Я подошел к нему и слегка отодвинул занавеску, чтобы выглянуть на улицу. На противоположном тротуаре неподвижно стоял, возвышаясь над другими прохожими, Туссен Мортон. Он улыбался, будто оценивая все окружающее: мадридский вечер, холод, женщин, спокойно куривших на тротуаре рядом с ним, опершись кто на дорожный знак, кто на стену «Телефоники».
— Он знает, что мы здесь? — Я отошел от балкона: мне показалось, что взгляд Мортона скользнул по мне.
— Конечно, — ответил Биральбо. — Он хочет, чтобы я его видел. Чтобы я знал, что они меня нашли.

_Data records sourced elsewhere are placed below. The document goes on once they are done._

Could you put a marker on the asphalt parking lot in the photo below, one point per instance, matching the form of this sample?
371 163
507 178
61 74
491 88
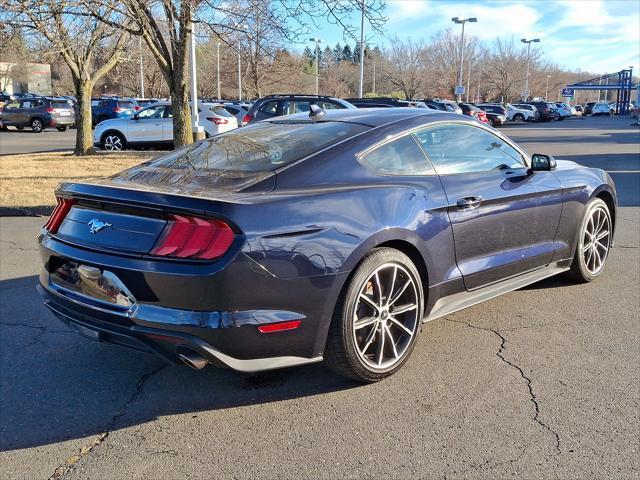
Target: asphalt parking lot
543 382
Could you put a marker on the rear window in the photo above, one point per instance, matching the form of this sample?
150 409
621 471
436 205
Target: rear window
260 147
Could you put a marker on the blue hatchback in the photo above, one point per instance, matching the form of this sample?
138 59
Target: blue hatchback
330 236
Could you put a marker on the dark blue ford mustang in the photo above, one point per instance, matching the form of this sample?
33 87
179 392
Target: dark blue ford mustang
308 238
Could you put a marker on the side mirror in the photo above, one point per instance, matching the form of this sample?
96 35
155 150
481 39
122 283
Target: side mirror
542 163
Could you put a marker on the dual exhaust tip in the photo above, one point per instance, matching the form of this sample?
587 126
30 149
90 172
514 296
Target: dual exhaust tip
192 359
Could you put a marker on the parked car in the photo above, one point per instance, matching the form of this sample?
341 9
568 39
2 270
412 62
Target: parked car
383 102
215 118
563 110
38 113
601 108
496 115
111 107
237 110
546 111
273 106
293 241
473 111
153 127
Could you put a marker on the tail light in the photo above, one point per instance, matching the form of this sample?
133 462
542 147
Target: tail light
218 120
58 214
192 237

— Почему он не поднимется сюда?
— Гордый. Хочет запугать меня. Уже два дня там стоит.
— А секретарши не видно.
— Наверное, послал ее в «Метрополитано». На случай, если я выйду через заднюю дверь. Я его знаю. Он пока что не собирается ловить меня. Пока что только хочет дать понять, что мне от него не скрыться.
— Может, выключить свет?
— Не стоит. Он все равно будет знать, что мы еще здесь.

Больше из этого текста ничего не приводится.